Weiterhin steht allerdings zu befürchten, dass aufgrund strenger Anforderungen an die Identifizierungsmittel vielen Ausländern der Zugang zum Online-Verfahren verwehrt bleiben wird. Darüber hinaus sind mangels geeigneter Identifizierungsmittel Gründungswillige aus Drittstaaten bereits von vornherein von der Möglichkeit der Online-Gründung ausgeschlossen. 

Digitalisierung in anderen EU-Ländern teilweise schon weiter fortgeschritten 

Unser Nachbarland Belgien zeigt, dass es zumindest teilweise auch anders gehen kann. Bereits seit dem 1. August 2021 ist es dort möglich, sämtliche belgische Gesellschaften online zu gründen. Der Anwendungsbereich des dort verabschiedeten Umsetzungsgesetzes wurde dabei weiter gefasst als in der Richtlinie vorgegeben. Der Anwendungsbereich ist hierbei nicht auf Gesellschaften mit beschränkter Haftung reduziert. Allerdings sind auch dort Gründungen im Wege der Sacheinlage nicht möglich. 

In Österreich wurde im Januar 2019, also bereits vor Inkrafttreten der Digitalisierungsrichtlinie, durch das Elektronische Notariatsform-Gründungsgesetz die Möglichkeit der vollständigen Online-Gründung einer GmbH in der Notariatsordnung verankert (auch hier ist jedoch bislang nur eine Bargründung möglich). Die Nachfrage hält sich bisher allerdings noch in Grenzen – weniger als 1 % aller notariellen Urkunden werden in Österreich bislang digital ausgestellt. 
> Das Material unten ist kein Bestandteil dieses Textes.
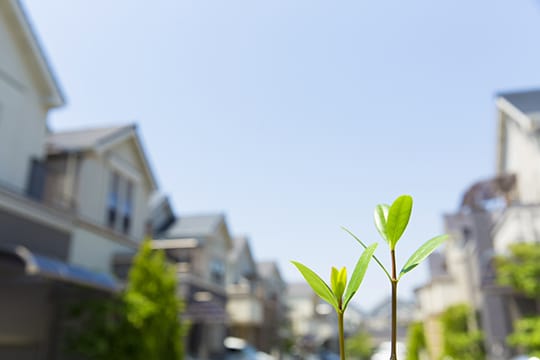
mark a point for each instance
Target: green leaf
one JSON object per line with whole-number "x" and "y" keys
{"x": 317, "y": 284}
{"x": 380, "y": 216}
{"x": 342, "y": 283}
{"x": 365, "y": 247}
{"x": 334, "y": 273}
{"x": 358, "y": 273}
{"x": 422, "y": 253}
{"x": 398, "y": 218}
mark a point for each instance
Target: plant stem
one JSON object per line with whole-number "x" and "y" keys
{"x": 341, "y": 336}
{"x": 393, "y": 352}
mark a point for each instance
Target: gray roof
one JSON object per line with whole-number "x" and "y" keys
{"x": 193, "y": 226}
{"x": 239, "y": 243}
{"x": 82, "y": 140}
{"x": 267, "y": 269}
{"x": 528, "y": 102}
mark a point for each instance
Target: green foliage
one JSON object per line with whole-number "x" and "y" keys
{"x": 338, "y": 279}
{"x": 422, "y": 253}
{"x": 527, "y": 335}
{"x": 521, "y": 269}
{"x": 416, "y": 341}
{"x": 334, "y": 295}
{"x": 460, "y": 342}
{"x": 141, "y": 323}
{"x": 391, "y": 222}
{"x": 398, "y": 219}
{"x": 359, "y": 346}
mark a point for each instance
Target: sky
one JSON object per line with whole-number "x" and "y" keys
{"x": 296, "y": 117}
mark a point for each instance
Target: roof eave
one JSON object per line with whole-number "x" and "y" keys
{"x": 55, "y": 97}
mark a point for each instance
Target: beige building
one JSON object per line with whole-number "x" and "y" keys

Die digitale Entwicklung des Rechts bleibt spannend

Die Digitalisierungsrichtlinie und das sie umsetzende DiRUG zeigen, dass auch die Digitalisierung des Rechts stetig voranschreitet. Manche mögen die aktuellen Schritte als zu klein bzw. zu langsam ansehen, jedoch sind sich fast alle darin einig, dass die eingeschlagene Richtung stimmt. Ob die eingangs aufgeführten Versprechungen eingehalten werden, muss sich in der täglichen Praxis zeigen. Auch die Frage, welche Neuerungen in Zukunft noch kommen werden, bleibt spannend. 

In unserem CMS Blog informieren wir Sie fortlaufend mit aktuellen Beiträgen über elektronische Signaturen und die Nutzung von Online-Verfahren im Gesellschaftsrecht.

*Gemeint sind Personen jeder Geschlechtsidentität. Lediglich der leichteren Lesbarkeit halber wird künftig bei allen Bezeichnungen nur noch die grammatikalisch männliche Form verwendet.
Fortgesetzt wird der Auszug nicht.